EU Minimum Wage Directive

In November 2024, the European Union’s Adequate Minimum Wage Directive comes into effect.

It says: “Member states may use indicative reference values commonly used at international level such as 60 percent of the gross median wage and 50 percent of the gross average wage, and/or indicative reference values used at national level.”

France’s current minimum wage of €1,766.92 per month for full-time workers is, according to recent estimates, 60.9 percent of the country’s monthly median wage before tax, meaning that – even before the EU directive comes into effect – it is meeting its expected obligations without having to increase minimum wage levels.

Portugal (€957 per month minimum wage) and Slovenia are the only other EU nations to pass the 60 percent median bar for their minimum wage levels, along with long-standing EU candidate country Turkey.

Germany’s minimum wage, despite appearing to be relatively high in straight euro terms, is only 52.6 percent of the median level, according to OECD calculations, while Luxembourg’s was 54.2 percent, and Ireland’s 47.5 percent.

Here’s another look at that list of the eight EU member states with monthly minimum wages above €1,000, with the ratio to that country’s median wage:

  • Slovenia – €1,254 (61.7 percent of the median wage)
  • France – €1,767 (60.9 percent)
  • Luxembourg – €2,571 (54.2 percent)
  • Germany – €2,085 (52.6 percent)
  • Spain – €1,323 (49.5 percent)
  • Ireland  – €2,146 (47.5 percent)
  • Netherlands – €2,070 (46.1 percent)
  • Belgium – €1,994 (40.9 percent)

The UK’s minimum wage, for the record, comes in at 58 percent.

This comparison of minimum wages is still open to interpretation and criticism.
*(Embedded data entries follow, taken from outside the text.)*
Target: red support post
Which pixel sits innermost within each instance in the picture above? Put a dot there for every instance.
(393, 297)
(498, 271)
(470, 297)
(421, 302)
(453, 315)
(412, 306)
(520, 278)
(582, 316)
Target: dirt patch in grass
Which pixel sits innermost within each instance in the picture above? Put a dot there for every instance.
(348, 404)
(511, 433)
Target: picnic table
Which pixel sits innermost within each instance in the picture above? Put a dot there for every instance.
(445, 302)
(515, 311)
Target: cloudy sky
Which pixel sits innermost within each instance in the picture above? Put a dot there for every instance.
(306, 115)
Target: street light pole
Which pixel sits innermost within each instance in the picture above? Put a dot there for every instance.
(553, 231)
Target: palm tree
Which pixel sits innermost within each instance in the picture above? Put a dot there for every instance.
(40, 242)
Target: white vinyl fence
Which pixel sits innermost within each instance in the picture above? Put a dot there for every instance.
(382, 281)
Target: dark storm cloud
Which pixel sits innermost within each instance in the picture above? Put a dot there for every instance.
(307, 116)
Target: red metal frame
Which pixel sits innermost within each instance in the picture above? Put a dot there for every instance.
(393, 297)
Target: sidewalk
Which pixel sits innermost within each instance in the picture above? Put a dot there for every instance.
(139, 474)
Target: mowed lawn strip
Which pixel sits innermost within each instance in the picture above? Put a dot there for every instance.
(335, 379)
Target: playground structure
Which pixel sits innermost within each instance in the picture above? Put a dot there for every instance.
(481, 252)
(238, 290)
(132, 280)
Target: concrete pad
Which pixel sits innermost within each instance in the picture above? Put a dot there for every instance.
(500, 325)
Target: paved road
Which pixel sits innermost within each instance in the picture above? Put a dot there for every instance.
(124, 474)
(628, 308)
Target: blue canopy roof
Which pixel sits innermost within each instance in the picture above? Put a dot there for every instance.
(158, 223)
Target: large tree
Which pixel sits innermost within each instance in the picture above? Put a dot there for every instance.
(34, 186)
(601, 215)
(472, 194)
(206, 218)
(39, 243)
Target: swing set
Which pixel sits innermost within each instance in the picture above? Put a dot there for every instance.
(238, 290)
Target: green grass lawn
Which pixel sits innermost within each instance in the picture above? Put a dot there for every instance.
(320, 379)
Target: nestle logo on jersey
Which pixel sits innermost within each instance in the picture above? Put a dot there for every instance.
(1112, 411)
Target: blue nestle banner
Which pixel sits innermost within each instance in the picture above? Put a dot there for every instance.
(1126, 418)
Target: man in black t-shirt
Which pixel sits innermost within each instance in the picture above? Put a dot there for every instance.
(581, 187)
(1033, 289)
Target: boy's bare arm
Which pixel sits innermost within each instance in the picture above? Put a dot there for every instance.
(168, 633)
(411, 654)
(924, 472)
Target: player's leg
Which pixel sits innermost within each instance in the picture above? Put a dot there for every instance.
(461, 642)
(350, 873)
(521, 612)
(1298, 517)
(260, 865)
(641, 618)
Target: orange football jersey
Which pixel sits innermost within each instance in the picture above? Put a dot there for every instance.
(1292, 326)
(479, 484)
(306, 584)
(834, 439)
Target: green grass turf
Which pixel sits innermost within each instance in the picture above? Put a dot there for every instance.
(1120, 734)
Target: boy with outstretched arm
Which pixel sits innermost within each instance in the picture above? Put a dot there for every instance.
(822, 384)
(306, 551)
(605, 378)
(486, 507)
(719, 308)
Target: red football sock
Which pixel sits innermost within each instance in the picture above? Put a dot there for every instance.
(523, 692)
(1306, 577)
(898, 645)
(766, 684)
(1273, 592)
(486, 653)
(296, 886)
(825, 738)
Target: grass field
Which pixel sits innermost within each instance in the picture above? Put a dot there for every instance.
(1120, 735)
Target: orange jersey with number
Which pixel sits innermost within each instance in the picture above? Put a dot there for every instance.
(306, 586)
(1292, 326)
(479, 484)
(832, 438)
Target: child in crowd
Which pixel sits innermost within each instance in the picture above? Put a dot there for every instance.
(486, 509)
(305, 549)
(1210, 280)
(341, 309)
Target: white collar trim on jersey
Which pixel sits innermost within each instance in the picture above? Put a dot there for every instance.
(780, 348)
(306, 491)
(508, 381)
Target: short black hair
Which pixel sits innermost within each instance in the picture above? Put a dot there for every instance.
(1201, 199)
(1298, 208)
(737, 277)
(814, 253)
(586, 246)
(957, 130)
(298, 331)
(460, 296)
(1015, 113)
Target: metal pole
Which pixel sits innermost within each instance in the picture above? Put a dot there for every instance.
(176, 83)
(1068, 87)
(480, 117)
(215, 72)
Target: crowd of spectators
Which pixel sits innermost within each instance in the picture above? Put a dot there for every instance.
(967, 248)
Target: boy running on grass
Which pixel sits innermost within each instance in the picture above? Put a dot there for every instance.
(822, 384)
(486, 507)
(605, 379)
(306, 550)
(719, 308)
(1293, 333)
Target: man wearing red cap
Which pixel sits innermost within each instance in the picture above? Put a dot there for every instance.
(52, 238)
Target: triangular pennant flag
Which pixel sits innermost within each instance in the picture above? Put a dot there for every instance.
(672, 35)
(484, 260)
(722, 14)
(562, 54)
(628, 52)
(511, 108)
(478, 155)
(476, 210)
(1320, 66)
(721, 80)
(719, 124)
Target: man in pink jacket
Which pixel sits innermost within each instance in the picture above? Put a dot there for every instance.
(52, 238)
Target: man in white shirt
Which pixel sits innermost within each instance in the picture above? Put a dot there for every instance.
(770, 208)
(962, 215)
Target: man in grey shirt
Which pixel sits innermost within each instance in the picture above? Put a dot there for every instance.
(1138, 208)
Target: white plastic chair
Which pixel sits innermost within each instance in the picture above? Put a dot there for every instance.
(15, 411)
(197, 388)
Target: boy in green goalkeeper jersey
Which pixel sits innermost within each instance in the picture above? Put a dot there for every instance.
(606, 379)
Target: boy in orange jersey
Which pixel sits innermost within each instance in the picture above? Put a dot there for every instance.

The International Labour Organisation said: “These ratios can be misleading when they are interpreted too literally.”

Meanwhile, the OECD has said that minimum wages must be revised regularly to cope with inflation and protect standards of living among those lower-paid workers. 

Salary conditions

According to European statistics agency Eurostat, the highest median gross hourly earnings in 2018 – the last available year for earnings – were recorded in Denmark (€27.2), Luxembourg (€19.6) and Sweden (€18.2).

By contrast, the lowest median gross hourly earnings were registered in Hungary (€4.4), Romania (€3.7) and Bulgaria (€2.4). 

In other words, across EU Member States, the highest national median gross hourly earnings were 11 times as high as the lowest expressed in euros.

In total, across the EU, some 15.3 percent of employees in 2018 were classed as low-wage earners – that is to say employees who earn two-thirds or less of national median gross hourly earnings, according to Eurostat. Again, there were huge nation-by-nation ranges involved. Latvia (23.5 percent), Lithuania (22.3 percent) and Estonia (22.0 percent) saw the highest proportion of low-wage earners. 

By contrast, less than 10 percent of employees were low wage earners in Denmark (8.7 percent), France (8.6 percent), Italy (8.5 percent), Finland (5.0 percent), Portugal (4.0 percent) and Sweden (3.6 percent), according to Eurostat figures.